The Upper Tribunal stated that they accepted that this interpretation may result in an underserving individual or family remaining in the United Kingdom. However, the fact that Parliament has mandated such an outcome merely means that, in such cases, Parliament has decided to be more generous than is strictly required by the Human Rights Act 1998. It can be regarded as a necessary consequence of the aim of Part 5A of imposing greater consistency in decision-making in this area by courts and tribunals. The fact that section 117B(6) has such an aim was expressly recognised by Elias LJ at paragraph 44 of MA (Pakistan) .
How the Apellant’s case would have failed if consideration was confined to Article 8 proportionality human rights considerations
In summary, the Upper Tribunal in JG found as follows having heard oral evidence from the Appellant and her partner:
Their assessment of the Appellant was that she was both dishonest and unscrupulous, each to a high degree. She flagrantly defied the law of the United Kingdom by overstaying her leave for a large number of years, without bothering to seek to regularise her status; by making entry clearance applications that she knew full well were predicated on an entirely false basis; and in gaining access to the United Kingdom by employing dishonesty.
She was a person who would not scruple to break the law, if it served her purposes.
There were inconsistencies in the evidence given by the Appellant and her partner.
The Upper Tribunal stated that applying the “real world” analysis of paragraphs 18 and 19 of KO (Nigeria) , the assessment of whether it would be reasonable in terms of section 117B(6) to expect the children of the Appellant and her partner to leave the United Kingdom fell to be determined on the basis that there are powerful reasons why the Appellant should be removed by the respondent under section 10 of the Immigration and Asylum Act 1999.
In so concluding, the Upper Tribunal applied the law as set out by the House of Lords in Chikwamba v SSHD  UKHL 40 and in subsequent cases, including Hayat v Secretary of State for the Home Department  EWCA Civ 1054. Following the approach adopted by Upper Tribunal Judge Gill in R (on the application of Chen) v Secretary of State for the Home Department (Appendix FM – Chikwamba – temporary separation – proportionality) (IJR)  UKUT 189 (IAC), the Upper Tribunal in JG acknowledged that where an application for entry clearance from abroad was likely to be granted ad where there would be significant interference with family life by temporary removal of the person making that application, then the weight to be accorded to the requirements of obtaining entry clearance (that is to say, to that aspect of immigration control) is to be reduced, particularly in cases involving children.
The Upper Tribunal entirely agreed with the Secretary of State that the present case was a paradigm instance of where, compatibly with the so-called Chikwamba principle, it would nevertheless be proportionate to insist upon the appellant returning to Turkey in order to make, an honest application for entry clearance.

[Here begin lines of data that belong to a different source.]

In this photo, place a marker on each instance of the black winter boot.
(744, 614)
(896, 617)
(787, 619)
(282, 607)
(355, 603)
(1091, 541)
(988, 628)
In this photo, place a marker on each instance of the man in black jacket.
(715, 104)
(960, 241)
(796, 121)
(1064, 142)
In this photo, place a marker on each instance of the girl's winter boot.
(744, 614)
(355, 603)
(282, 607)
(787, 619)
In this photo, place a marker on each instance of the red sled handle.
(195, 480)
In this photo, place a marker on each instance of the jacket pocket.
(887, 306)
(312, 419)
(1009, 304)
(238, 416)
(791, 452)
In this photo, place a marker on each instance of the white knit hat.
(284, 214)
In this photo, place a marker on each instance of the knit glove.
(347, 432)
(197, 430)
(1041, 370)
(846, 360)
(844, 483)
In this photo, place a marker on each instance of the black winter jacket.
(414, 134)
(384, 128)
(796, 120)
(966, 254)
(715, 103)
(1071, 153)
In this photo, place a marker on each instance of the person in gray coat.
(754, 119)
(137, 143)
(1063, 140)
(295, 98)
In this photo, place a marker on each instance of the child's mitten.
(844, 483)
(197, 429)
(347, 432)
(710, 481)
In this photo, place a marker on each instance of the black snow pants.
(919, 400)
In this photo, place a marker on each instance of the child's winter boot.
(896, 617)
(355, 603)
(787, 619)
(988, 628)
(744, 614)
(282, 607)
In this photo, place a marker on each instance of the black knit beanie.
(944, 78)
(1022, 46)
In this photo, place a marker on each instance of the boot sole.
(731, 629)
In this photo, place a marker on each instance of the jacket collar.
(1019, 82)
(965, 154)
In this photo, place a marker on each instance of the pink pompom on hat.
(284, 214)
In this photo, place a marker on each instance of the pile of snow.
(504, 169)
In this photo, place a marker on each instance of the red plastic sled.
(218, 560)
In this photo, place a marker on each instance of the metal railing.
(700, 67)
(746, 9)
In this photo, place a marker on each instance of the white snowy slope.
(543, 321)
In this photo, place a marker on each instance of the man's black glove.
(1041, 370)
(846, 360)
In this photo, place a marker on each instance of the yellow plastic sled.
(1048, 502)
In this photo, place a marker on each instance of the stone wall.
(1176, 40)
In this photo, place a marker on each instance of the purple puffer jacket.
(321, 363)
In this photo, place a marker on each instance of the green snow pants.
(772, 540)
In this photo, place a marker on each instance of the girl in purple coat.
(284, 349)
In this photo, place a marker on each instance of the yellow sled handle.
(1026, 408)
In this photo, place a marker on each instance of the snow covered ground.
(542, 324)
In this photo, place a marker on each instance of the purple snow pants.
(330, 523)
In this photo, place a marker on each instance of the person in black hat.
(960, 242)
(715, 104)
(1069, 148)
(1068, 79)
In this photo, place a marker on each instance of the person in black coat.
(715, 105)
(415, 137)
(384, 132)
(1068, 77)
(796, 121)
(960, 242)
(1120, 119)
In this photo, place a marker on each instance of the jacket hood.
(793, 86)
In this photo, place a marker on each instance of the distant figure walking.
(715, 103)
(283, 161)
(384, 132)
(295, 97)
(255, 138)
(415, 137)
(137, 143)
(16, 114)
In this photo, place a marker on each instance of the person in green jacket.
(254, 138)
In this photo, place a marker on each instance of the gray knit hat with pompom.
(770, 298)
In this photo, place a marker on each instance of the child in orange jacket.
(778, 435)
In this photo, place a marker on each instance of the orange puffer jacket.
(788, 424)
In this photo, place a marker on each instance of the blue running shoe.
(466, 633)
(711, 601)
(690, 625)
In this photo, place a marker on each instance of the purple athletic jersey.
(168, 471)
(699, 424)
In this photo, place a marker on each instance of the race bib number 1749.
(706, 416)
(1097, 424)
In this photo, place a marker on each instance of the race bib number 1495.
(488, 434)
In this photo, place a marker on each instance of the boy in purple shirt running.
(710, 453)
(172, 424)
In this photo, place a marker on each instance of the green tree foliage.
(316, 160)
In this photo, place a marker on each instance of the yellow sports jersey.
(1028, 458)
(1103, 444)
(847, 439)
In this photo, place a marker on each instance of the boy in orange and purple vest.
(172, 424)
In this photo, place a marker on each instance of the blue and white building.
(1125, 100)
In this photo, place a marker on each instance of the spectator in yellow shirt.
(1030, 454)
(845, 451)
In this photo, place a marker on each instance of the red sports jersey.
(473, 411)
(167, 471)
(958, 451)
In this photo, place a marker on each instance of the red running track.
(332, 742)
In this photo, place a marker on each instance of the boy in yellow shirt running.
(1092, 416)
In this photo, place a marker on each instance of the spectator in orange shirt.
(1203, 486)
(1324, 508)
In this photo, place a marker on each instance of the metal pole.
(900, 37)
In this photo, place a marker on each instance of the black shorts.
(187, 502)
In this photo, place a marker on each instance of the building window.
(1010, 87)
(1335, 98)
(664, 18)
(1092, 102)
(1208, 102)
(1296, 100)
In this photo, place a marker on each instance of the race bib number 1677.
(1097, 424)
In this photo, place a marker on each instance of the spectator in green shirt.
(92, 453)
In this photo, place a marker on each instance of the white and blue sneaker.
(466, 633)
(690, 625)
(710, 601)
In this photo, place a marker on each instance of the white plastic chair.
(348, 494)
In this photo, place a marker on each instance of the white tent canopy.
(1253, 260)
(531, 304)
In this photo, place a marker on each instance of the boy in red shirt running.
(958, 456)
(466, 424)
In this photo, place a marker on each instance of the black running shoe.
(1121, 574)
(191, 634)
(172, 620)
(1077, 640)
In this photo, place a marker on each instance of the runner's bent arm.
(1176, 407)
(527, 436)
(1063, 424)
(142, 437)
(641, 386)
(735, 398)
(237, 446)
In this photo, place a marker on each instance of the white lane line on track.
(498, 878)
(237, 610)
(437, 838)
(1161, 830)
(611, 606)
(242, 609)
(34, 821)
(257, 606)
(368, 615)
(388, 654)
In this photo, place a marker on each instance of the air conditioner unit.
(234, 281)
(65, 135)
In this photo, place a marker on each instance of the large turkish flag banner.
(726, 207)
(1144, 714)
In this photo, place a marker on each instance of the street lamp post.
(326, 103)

Public confidence in the Secretary of State’s system of immigration control was likely to be adversely affected if JG were to be absolved from the requirement to obtain valid entry clearance. Her removal for that purpose would not have a disproportionate effect upon her children or her partner. The family had, in the past, taken the decision to leave the Appellant in Turkey, whilst the partner and the children returned to the UK. The partner’s work on his development project would shortly end and he would be able to look after the children during the Appellant’s absence. He also had the ability to call on his own parents (with whom he and the children live) to help in this regard. The Upper Tribunal did not consider it likely that the grandparents, with whom the children were said to have a close relationship, would put their personal enjoyment ahead of the interests of their grandchildren, by holidaying abroad during this time.
Thus, if the Secretary of State’s construction of section 117B(6) were correct, the Appellant’s appeal would fall to be dismissed. Requiring the appellant to make an entry clearance application from abroad (which, notwithstanding her immigration history, was likely to be successful) would not be a disproportionate interference with her Article 8 rights or those of her children and her partner.
How the Appellant’s claim succeeded by application of Section 117(B(6)
The Upper Tribunal reasoned and concluded as follows:
For the reasons they had given, the Upper Tribunal were satisfied that the Apellant’s construction of section 117B(6) was, in fact, the correct one. Even though, on their findings, it was unlikely that the children would leave the United Kingdom, if the Appellant were removed, on the hypothesis (which section 117B(6)(b) demands) that they are expected to leave, the Upper Tribunal had to determine whether it would be reasonable for them to do so.
Section 117B(6) concerns an assessment of the reasonableness of a child’s leaving the United Kingdom. It does not expressly demand an assessment of reasonableness by reference to the length of time the child is expected to be outside the United Kingdom.
In the light of paragraphs 18 and 19 of KO (Nigeria ), the child’s destination and future are to be assumed to be with the person who is being removed.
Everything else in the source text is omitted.